For more than fifty years—from 1892, to be precise, until shortly after the end of World War II—it was a safe bet that at any hour of the day or night someone in Paris was talking about Misia Sert. Among those for whom poetry, music, art, and the dance were fundamental to life she acted as a necessary poison. Some of them could not imagine life without her. To others, she was about as welcome as quartz in a risotto. But, either way, she was talked about. Even today there are well-preserved old gentlemen in Paris who can bring out her name with a note of wonder and admiration that was common form all over the town from the moment at which she first played the piano in public, as a girl of twenty, in 1892.
It was not the first time that she had played in great company and made her own particular impact. As a very small girl, she had sat on the knee of Franz Liszt and played Beethoven. (“If only I could play like that!” the old rascal said afterward). When she had piano lessons as a schoolgirl, it was not from some pliant hack, but from Gabriel Fauré, himself a distinguished contributor to the literature of the piano. Nor did her debut in 1892 take place in some novice’s recital room. She appeared with Yvette Guilbert, unmatched before or since as a diseuse; with Mounet-Sully, the foremost tragedian of the day; and the Lugné-Poë, with father of the French avant-garde theater. To be on the same bill as these outsize performers did not intimidate her. She was already used to the best, in all such matters, and found it none too good.
She never let up, either. When she was a young woman her closest friend among poets was Stéphane Mallarmé, who even came up with a rhyme (“t’initia“) for her given name. Among painters, neither Toulouse-Lautrec nor Renoir nor Bonnard nor Vuillard could see enough of her. If there was a composer in her house, it was likely to be Debussy or Ravel. If she went to Norway to call on Henrik Ibsen, she ended up playing four-hand pieces on the piano with Edvard Grieg. Back in France, the author of Ubu Roi could be a troublesome guest, but she made room for him.
Unlike many people who are in the center of things in their first youth, she stayed in touch with the new—or with many of its manifestations—until she was well into middle age. When Stravinsky was working on Le Sacre du printemps, she was one of the handful of people who heard him play part of it on the piano. Picasso asked her to be a witness at his first wedding. Proust put her into A la Recherche du temps perdu. For Diaghilev she was over many years the indispensable confidante, the sister that he had never had, the one friend who could be relied upon. By virtue of that position she was privy to the beginnings of “Parade,” “Les Noces,” “Pulcinella,” “Le Tricorne,” and “Les Biches.” Colette was as near as not in love with her. Jean Cocteau put her into a novel (Thomas l’Imposteur) and a play (Les Monstres sacrés). She had the wit to single out Raymond Radiguet among novelists, Pierre Reverdy and St.-John Perse among poets, and Les Six among the younger composers. When she came to New York in later life, she amazed Eddie Duchin by the ease with which she learned to play Gershwin à l’américaine.

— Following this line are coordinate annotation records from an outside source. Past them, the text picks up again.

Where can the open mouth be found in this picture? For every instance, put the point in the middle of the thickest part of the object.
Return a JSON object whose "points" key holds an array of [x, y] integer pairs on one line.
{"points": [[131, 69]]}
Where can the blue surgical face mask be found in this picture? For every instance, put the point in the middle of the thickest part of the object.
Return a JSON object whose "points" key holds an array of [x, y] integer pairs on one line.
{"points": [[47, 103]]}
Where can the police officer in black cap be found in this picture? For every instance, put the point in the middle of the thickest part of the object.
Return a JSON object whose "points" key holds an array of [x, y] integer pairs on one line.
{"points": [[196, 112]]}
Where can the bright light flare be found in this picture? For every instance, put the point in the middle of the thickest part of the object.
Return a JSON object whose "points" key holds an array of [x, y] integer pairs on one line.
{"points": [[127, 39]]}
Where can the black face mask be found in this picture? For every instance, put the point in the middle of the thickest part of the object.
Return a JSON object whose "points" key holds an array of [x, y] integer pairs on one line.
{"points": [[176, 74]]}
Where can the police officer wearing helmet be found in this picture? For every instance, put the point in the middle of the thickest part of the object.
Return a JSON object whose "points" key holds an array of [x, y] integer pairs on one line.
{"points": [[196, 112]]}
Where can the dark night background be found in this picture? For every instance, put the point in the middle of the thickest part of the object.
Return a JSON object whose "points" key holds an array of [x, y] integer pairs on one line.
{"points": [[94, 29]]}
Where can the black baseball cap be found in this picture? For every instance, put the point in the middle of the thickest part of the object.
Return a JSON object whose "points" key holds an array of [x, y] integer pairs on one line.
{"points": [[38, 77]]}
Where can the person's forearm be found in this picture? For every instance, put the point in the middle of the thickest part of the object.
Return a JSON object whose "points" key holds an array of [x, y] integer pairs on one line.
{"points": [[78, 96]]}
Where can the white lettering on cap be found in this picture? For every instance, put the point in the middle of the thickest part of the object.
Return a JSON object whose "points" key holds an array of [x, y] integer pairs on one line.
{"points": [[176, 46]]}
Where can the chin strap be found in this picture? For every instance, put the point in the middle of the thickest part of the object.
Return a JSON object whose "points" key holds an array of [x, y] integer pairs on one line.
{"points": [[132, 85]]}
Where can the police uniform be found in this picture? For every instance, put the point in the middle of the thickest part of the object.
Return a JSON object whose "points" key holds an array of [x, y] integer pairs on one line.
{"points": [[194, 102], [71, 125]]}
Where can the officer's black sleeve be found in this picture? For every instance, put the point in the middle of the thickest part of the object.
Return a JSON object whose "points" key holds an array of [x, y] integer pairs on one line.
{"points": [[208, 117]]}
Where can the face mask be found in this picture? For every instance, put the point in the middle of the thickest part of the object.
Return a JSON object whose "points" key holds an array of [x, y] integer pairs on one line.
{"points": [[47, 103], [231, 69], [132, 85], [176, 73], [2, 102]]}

These are not everyday attributes, and there was no one quite like Misia, either in Paris or anywhere else. One could cast around among her contemporaries and say that she was a little like Lady Ottoline Morrell, the châtelaine of Garsington Manor, a little like the American-born Princesse Edmond de Polignac, and a little like Lou Andréas-Salomé, the friend of Nietzsche, Rilke, and Freud. But she was not a gangling English aristocrat, like Lady Ottoline. She was a well-formed little Pole who had been born into an international high Bohemia. Nor did she have a huge personal fortune and an exclusively homosexual orientation, like Winnaretta de Polignac. She lived on other people’s money (and plenty of it, as a rule), and although she aroused strong passions in men and women alike she seems to have been sparing in her response to them. As for Frau Andréas-Salomé, there’s simply no contest: at no time in her life did Misia Sert go in for cerebration. Great men sought her company in the first place because things were more fun when she was around and in the second place because she had an intuitive understanding of what was newest and best in the arts. (Also she could weep for joy: a useful trait, in that context.)